The profile of one family, one of unfortunately many, touches on this quagmire.
Theresa and Nick once lived on the Bering Sea, but after their marriage they moved up river. Away from their families, they soon started drinking. He drank on weekends; she drank all the time. He was a quiet man and rarely spoke. It was easy for her to beat him up because of his yielding personality.
She was a strong woman with amazing muscles. A physical fight with her was something to be avoided.
Nick and Theresa had many children. Except for one who burned to death in their kitchen, all of the children are alive. Oscar, Herb and Jim were the only ones living at home. Oscar, the oldest, would viciously trigger fights between his mother and Herb or Jim. Then he would call the village policeman and play the innocent. Oscar tortured his father so much, the story goes, that his old man drowned himself.

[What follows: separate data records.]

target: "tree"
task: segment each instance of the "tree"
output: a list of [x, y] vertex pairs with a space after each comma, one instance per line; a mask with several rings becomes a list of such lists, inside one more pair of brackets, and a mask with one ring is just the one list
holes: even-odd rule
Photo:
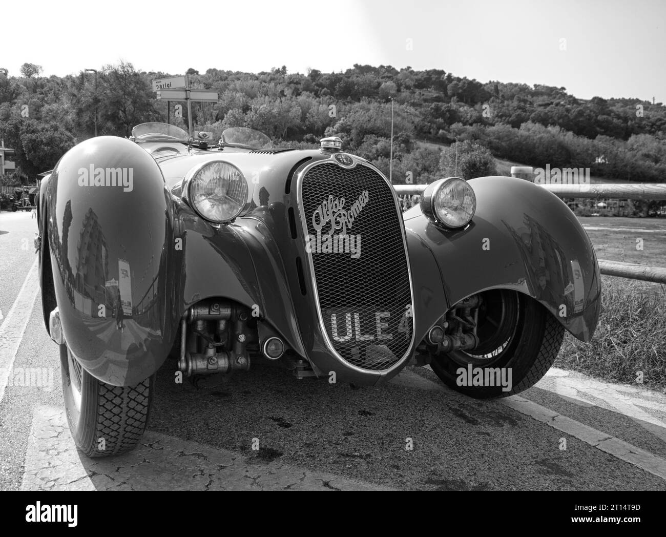
[[21, 74], [28, 79], [33, 77], [39, 76], [42, 72], [41, 65], [36, 65], [34, 63], [24, 63], [21, 66]]
[[388, 81], [379, 87], [379, 97], [382, 101], [388, 101], [390, 97], [395, 97], [398, 95], [398, 86], [395, 83]]
[[99, 81], [99, 123], [105, 134], [127, 137], [135, 125], [159, 119], [147, 79], [131, 63], [107, 65]]
[[29, 177], [52, 169], [75, 144], [74, 137], [59, 123], [14, 118], [0, 123], [0, 136], [16, 150], [14, 160]]
[[497, 175], [495, 159], [488, 148], [469, 141], [458, 144], [456, 165], [456, 144], [453, 143], [442, 151], [440, 172], [444, 177], [458, 177], [468, 181], [475, 177]]

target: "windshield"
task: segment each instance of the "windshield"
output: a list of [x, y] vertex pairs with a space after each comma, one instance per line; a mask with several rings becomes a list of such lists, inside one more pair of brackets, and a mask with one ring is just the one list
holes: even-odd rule
[[187, 140], [189, 135], [175, 125], [167, 123], [141, 123], [132, 129], [132, 136], [145, 141]]
[[269, 149], [272, 142], [263, 133], [248, 129], [246, 127], [232, 127], [222, 133], [225, 144], [244, 145], [254, 149]]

Herb ruined his brain with "angel dust" when he was a teen-ager. He is still quite bright, but he can no longer read and has been in and out of a mental hospital numerous times. Jim, the youngest of the three children, is a chronic schizophrenic.
Jim hates his mother. I have met him many times. Either I have to commit him to a hospital because he is confused and wants to kill his mother, or I run into him in prison, because he was picked up drunk in the village. When not intoxicated or in a schizophrenic rage against his mother, he is quite a sensitive human being.

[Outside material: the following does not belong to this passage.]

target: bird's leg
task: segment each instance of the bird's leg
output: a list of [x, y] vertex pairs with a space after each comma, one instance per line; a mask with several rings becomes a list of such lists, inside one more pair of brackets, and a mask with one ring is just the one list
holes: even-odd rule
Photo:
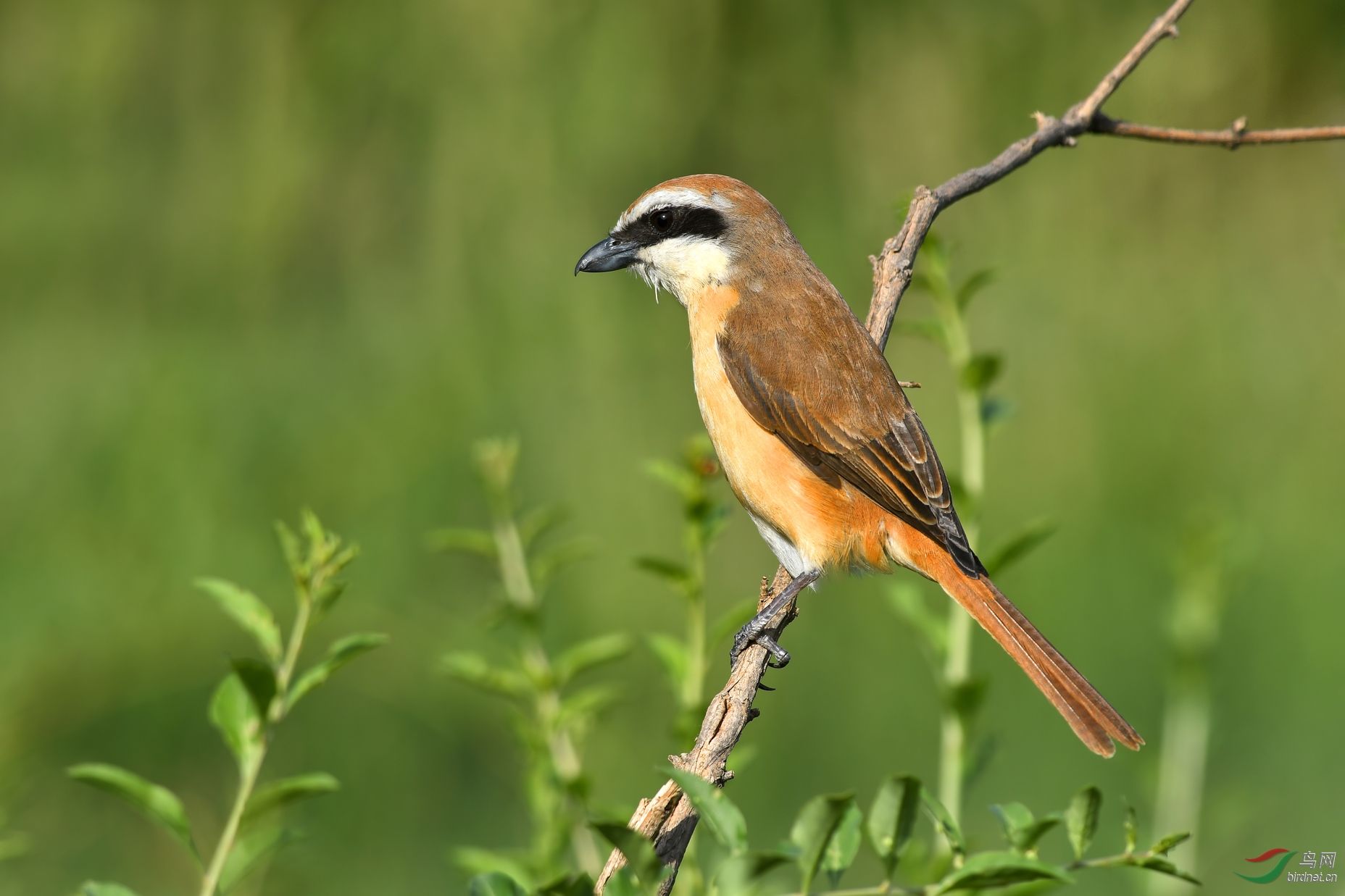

Minnie, a daughter, is 24 and has already been married several times. Her many children are distributed all over to foster families because of her alcohol problem.
Wasillie just turned 15 but looks 10. He is a victim of Fetal Alcohol Syndrome and is physically and mentally retarded. Wasillie is actually quite a likable little fellow, but he has accumulated a lot of anger over the years and feels lost and lonely because he has no home in this world.